Benjamin Franklin said at the end of the signing,

“We better all hang together, or we shall surely hang separately.” – Benjamin Franklin

Our Founders knew by signing their name, they were signing their death warrant. Reading the last sentence in the Declaration of Independence helps us capture to the full extent what they were sacrificing.

And for the support of this Declaration, with a firm reliance of the protection of divine Providence, we mutually pledge to each other our Lives, our Fortunes and our sacred Honor.

– Declaration of Independence

What the signers gave for our freedom:

7 lost their lives

2 lost their health

5 were POW’s

17 lost their estates or fortunes

5 incurred heavy debt

4 lost their children

4 lost their wives(1)

A story you maybe didn’t know

A few months later, September of 1776, Gen. Washington lost several key battles and was pushed back to Manhattan. He needed a spy to try and figure out where the British were moving next. Back then, spy’s were looked down upon and viewed as untrustworthy. You were the lowest of the low in the military. There was no honor being killed as a spy. Washington requested within one of his generals to volunteer for the job. Col. Thomas Knowlton (who was talking to the equivalent of our army rangers today) explained to his special forces officers why the General needs someone to step up. No one was willing.

As Col. Knowlton turns to leave, a young man who arrived at the meeting late because he was ill steps forward and says “I will undertake the mission!“.

Capt. Nathan Hale was only 21 years old, graduated form Yale with first class honors at 18 years old in 1773 to become a teacher. After Lexington and Concord break out Hale shows up at the town hall meeting in his community at 19 years old to tell his community “We should take up arms, we should march immediately and not lay down our arms until we achieve independence.” Hale left the town hall and joined a Connecticut militia and was elected first lieutenant within five months.
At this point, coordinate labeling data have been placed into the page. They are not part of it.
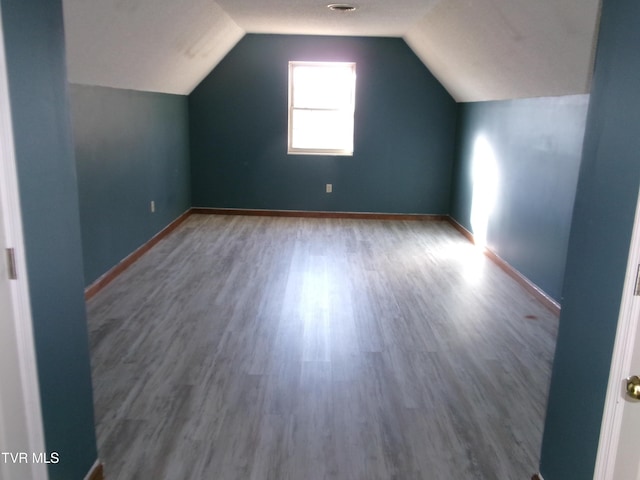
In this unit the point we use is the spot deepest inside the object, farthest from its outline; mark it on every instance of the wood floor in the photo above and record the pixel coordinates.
(257, 348)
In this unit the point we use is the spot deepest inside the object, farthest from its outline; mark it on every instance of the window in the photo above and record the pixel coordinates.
(321, 107)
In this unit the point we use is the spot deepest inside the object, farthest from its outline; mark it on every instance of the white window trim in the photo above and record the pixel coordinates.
(316, 151)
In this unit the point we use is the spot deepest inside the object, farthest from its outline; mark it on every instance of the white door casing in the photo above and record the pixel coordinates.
(21, 427)
(619, 448)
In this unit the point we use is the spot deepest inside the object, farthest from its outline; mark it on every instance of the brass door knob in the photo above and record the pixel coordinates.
(633, 387)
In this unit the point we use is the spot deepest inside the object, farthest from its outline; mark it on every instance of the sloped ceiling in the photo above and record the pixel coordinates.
(495, 49)
(164, 46)
(478, 49)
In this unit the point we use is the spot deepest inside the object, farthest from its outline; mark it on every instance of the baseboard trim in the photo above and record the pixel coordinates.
(523, 281)
(96, 472)
(319, 214)
(110, 275)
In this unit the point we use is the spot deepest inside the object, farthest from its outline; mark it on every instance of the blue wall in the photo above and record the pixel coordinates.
(404, 131)
(34, 41)
(131, 147)
(536, 145)
(598, 248)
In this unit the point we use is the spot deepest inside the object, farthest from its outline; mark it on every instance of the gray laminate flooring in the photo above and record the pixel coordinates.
(256, 348)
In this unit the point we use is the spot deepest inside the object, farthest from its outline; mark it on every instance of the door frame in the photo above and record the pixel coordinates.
(623, 350)
(29, 420)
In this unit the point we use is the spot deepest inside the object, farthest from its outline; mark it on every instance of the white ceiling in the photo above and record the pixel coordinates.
(478, 49)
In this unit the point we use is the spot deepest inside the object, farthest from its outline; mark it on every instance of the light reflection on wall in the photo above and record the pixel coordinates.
(485, 189)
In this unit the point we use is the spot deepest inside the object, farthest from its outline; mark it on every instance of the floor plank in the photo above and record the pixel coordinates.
(289, 348)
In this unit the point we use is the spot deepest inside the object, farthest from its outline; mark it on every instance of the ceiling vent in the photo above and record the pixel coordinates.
(341, 7)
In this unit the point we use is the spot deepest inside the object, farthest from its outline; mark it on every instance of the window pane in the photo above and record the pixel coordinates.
(328, 87)
(322, 129)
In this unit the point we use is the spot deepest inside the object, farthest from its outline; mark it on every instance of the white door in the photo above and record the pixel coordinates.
(619, 448)
(20, 416)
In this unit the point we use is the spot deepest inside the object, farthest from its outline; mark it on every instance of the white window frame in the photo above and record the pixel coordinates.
(348, 110)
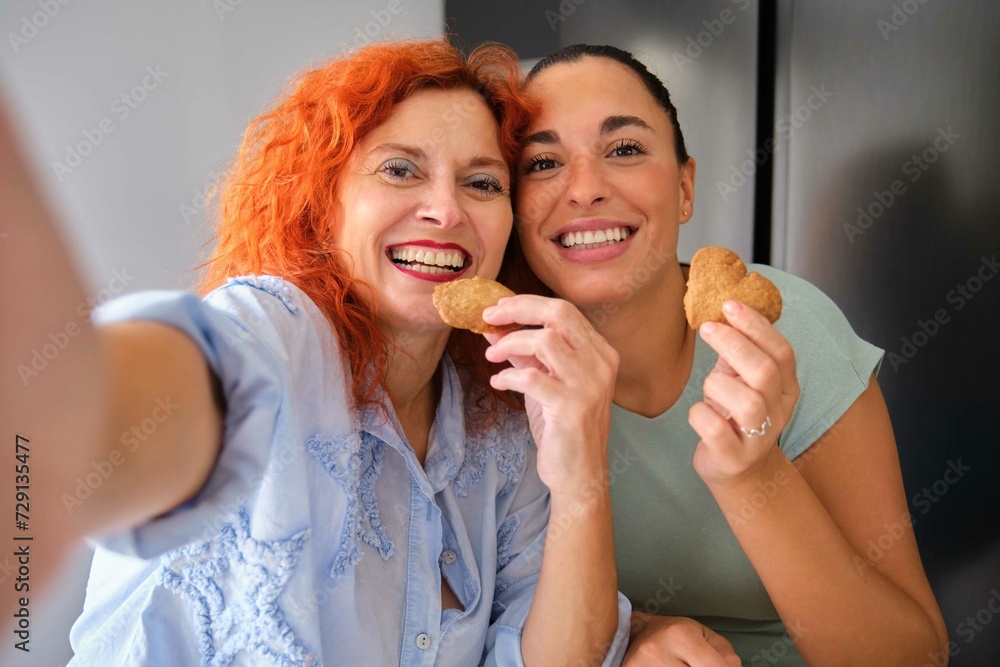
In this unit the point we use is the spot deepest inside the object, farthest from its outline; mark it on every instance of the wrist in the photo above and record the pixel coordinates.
(773, 469)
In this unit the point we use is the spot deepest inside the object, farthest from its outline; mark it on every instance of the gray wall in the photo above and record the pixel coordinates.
(705, 52)
(193, 73)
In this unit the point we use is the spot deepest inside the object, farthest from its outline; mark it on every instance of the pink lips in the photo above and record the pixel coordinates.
(603, 253)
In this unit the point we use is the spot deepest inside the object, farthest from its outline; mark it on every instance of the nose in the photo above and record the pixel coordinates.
(587, 186)
(440, 205)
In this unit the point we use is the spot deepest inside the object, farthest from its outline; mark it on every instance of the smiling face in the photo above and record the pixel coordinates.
(425, 199)
(600, 191)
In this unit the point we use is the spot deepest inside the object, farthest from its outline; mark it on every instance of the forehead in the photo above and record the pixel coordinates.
(433, 120)
(592, 86)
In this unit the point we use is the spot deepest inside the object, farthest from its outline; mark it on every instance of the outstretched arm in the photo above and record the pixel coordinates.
(566, 372)
(71, 391)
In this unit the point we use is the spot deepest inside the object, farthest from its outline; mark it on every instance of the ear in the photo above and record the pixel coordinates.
(686, 190)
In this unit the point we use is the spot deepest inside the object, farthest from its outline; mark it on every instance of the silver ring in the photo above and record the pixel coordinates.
(757, 431)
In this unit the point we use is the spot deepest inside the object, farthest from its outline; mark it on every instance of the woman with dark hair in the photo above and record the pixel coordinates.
(761, 459)
(330, 478)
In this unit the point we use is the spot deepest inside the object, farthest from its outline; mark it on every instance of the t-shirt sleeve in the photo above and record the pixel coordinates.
(256, 333)
(521, 543)
(833, 364)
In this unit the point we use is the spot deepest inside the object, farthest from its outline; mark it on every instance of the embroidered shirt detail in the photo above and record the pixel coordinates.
(505, 537)
(234, 582)
(273, 285)
(504, 439)
(354, 461)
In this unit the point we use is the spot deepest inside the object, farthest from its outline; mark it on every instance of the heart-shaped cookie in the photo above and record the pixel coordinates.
(718, 274)
(461, 303)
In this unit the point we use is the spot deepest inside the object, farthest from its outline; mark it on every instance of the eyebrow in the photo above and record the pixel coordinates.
(418, 154)
(610, 124)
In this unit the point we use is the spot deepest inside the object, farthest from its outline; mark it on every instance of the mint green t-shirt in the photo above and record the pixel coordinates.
(677, 555)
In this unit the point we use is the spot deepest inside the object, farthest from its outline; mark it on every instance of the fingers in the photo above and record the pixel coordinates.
(533, 310)
(733, 398)
(566, 344)
(762, 334)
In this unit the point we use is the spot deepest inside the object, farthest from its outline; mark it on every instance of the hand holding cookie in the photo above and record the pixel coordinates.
(751, 392)
(461, 303)
(566, 371)
(718, 274)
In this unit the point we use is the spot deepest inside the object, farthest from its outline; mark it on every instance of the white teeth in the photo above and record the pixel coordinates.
(426, 260)
(594, 239)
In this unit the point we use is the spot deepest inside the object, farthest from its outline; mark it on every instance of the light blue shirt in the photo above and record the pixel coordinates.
(319, 539)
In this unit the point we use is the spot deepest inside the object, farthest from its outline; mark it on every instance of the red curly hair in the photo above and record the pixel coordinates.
(275, 205)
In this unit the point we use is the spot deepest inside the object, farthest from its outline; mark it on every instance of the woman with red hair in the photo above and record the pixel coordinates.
(313, 468)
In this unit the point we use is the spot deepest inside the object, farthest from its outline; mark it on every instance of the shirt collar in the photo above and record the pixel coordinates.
(446, 441)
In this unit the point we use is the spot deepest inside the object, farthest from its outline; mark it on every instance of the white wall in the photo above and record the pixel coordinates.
(157, 95)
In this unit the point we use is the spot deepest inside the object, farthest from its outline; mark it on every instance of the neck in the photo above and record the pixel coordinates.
(654, 344)
(411, 382)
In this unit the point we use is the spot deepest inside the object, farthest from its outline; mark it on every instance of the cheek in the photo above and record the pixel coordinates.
(535, 201)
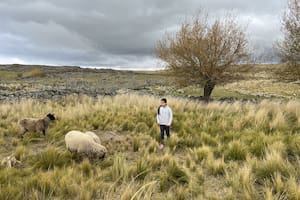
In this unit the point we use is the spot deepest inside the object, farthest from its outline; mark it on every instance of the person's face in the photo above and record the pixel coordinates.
(162, 103)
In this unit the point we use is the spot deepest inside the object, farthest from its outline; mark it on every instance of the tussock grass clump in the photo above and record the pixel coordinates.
(293, 189)
(215, 166)
(173, 174)
(200, 153)
(141, 170)
(36, 72)
(270, 166)
(216, 150)
(49, 158)
(119, 170)
(235, 151)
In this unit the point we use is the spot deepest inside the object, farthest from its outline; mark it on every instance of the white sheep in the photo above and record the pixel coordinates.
(36, 125)
(94, 136)
(10, 161)
(84, 144)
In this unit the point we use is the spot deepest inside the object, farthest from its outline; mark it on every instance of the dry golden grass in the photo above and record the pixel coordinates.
(216, 151)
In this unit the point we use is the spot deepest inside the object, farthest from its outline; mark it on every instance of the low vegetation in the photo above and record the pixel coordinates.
(216, 151)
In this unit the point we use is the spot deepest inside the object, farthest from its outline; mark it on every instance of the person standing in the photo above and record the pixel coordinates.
(164, 119)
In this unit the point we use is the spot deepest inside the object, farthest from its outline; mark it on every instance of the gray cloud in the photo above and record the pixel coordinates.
(116, 33)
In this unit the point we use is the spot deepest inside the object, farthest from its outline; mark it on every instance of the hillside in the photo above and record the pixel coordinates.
(45, 82)
(220, 150)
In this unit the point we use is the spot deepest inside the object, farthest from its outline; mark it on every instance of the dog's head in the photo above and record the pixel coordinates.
(51, 116)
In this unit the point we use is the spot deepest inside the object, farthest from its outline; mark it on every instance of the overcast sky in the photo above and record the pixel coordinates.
(115, 33)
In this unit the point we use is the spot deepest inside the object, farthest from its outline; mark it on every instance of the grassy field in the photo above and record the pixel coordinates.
(259, 81)
(216, 151)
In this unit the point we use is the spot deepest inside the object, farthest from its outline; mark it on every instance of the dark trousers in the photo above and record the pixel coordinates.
(164, 129)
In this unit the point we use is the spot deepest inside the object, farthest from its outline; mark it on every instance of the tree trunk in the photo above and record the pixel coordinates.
(208, 88)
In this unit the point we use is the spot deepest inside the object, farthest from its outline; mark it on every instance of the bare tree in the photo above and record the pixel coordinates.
(288, 49)
(200, 52)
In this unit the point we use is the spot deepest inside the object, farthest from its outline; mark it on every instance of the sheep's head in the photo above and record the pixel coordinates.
(51, 116)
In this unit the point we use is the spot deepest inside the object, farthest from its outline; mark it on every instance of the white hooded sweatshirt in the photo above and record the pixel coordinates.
(165, 116)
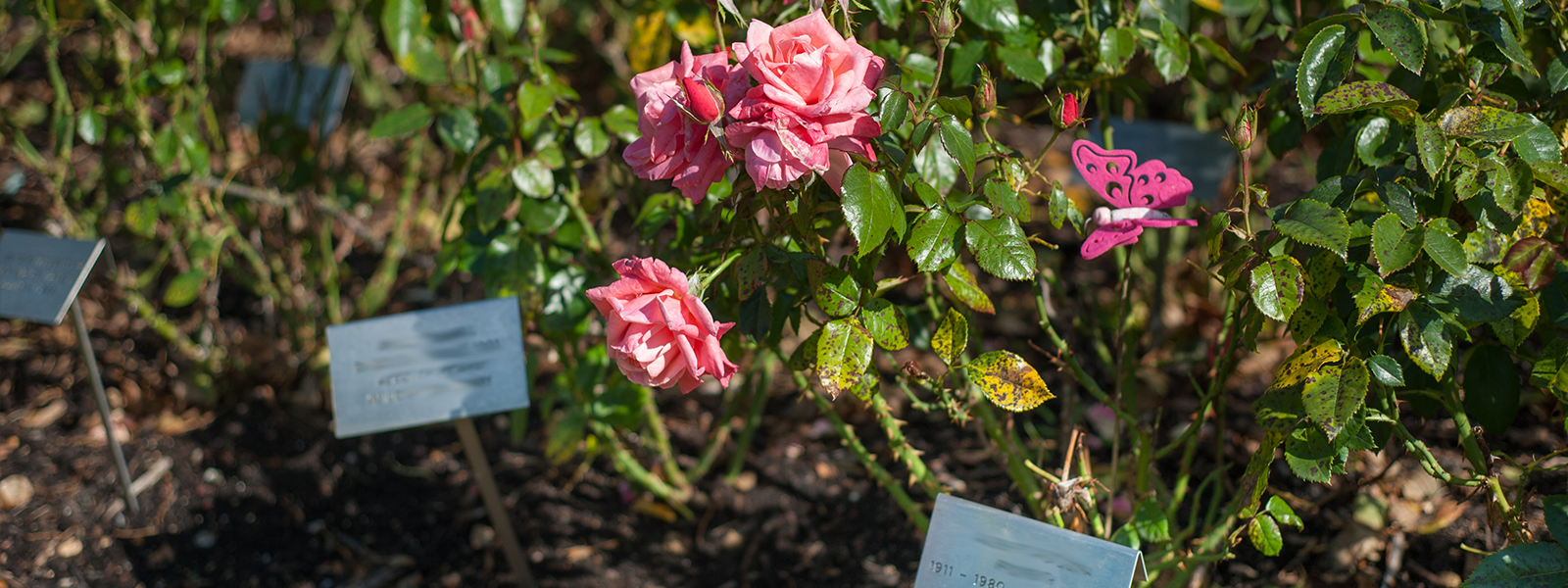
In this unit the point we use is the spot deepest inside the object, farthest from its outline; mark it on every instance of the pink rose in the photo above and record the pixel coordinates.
(811, 96)
(674, 146)
(658, 331)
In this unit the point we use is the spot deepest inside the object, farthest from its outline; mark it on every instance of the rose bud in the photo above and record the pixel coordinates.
(703, 101)
(985, 93)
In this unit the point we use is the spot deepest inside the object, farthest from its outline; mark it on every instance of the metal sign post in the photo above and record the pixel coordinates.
(39, 276)
(436, 366)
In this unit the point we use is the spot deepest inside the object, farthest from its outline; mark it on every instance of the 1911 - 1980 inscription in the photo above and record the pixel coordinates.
(41, 274)
(428, 366)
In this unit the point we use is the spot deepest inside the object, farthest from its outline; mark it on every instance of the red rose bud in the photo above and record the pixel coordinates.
(1070, 114)
(985, 93)
(705, 101)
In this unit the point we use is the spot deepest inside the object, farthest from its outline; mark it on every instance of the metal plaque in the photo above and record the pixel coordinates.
(427, 368)
(969, 545)
(41, 274)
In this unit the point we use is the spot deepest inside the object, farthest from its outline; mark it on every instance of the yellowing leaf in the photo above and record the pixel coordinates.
(1008, 381)
(1305, 361)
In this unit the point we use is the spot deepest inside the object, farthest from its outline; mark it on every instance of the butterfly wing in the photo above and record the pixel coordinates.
(1156, 185)
(1109, 235)
(1105, 172)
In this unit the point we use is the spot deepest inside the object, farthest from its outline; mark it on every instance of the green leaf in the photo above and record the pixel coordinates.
(1008, 381)
(90, 125)
(843, 355)
(833, 289)
(1426, 339)
(998, 16)
(1278, 287)
(590, 137)
(1150, 521)
(886, 325)
(1499, 31)
(1001, 248)
(1556, 509)
(1316, 62)
(1486, 122)
(966, 289)
(958, 143)
(1536, 261)
(1309, 454)
(1317, 224)
(184, 289)
(533, 179)
(1492, 388)
(1434, 148)
(1283, 514)
(1264, 533)
(402, 122)
(459, 129)
(870, 209)
(1402, 35)
(1366, 94)
(1445, 250)
(1387, 370)
(1393, 245)
(951, 337)
(932, 242)
(1526, 564)
(502, 16)
(1333, 396)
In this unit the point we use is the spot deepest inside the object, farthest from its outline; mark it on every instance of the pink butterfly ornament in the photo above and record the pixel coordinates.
(1134, 190)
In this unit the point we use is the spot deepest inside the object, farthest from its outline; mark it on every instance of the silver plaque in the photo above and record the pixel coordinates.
(969, 545)
(427, 368)
(41, 274)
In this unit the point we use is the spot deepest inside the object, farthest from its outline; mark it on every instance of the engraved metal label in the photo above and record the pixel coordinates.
(969, 545)
(41, 274)
(427, 368)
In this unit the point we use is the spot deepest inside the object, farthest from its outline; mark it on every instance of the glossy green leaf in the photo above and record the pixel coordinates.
(1333, 396)
(1317, 224)
(1387, 370)
(933, 239)
(1264, 535)
(870, 209)
(951, 337)
(1393, 245)
(1486, 122)
(966, 289)
(843, 355)
(1492, 388)
(1001, 248)
(1402, 35)
(833, 289)
(1278, 287)
(886, 325)
(958, 143)
(184, 289)
(1366, 94)
(1421, 329)
(1316, 60)
(1008, 381)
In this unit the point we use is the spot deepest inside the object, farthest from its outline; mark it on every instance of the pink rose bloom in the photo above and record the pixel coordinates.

After Nathan Hale volunteers for the dangerous mission, his fellow colleague and soldiers tried to talk him out of it saying, “You are to honest to be a spy, it’s an impossible mission and even if you succeed there is no honor in it.” Hale responded saying, “There is honor in any mission necessary for the cause of freedom. I will do my duty!

Unfortunately, after mapping out the British movements and stuffing his writings in his socks, he is captured heading back across enemy lines where evidence is clear he is a spy. He was set to hang the next day. Before his hanging he was given the ability to speak, where different writings explained was long and heartfelt. As the British heckled him explaining that he is throwing his life away for a cause that would not succeed. The amazing response that Hale gave was,

I only regret that I have but one life to give for my country.

He accomplished more in that moment, then all the intelligence he gathered as those words spread throughout the colonial armies.

Evergreen Takeaway

This July 4, as we celebrate Independence Day lets reflect on the amazing sacrifice and patriotism our founding fathers showcased to the world what freedom looks like. Let us live our lives enjoying the freedom that we have which was won by so much sacrifice.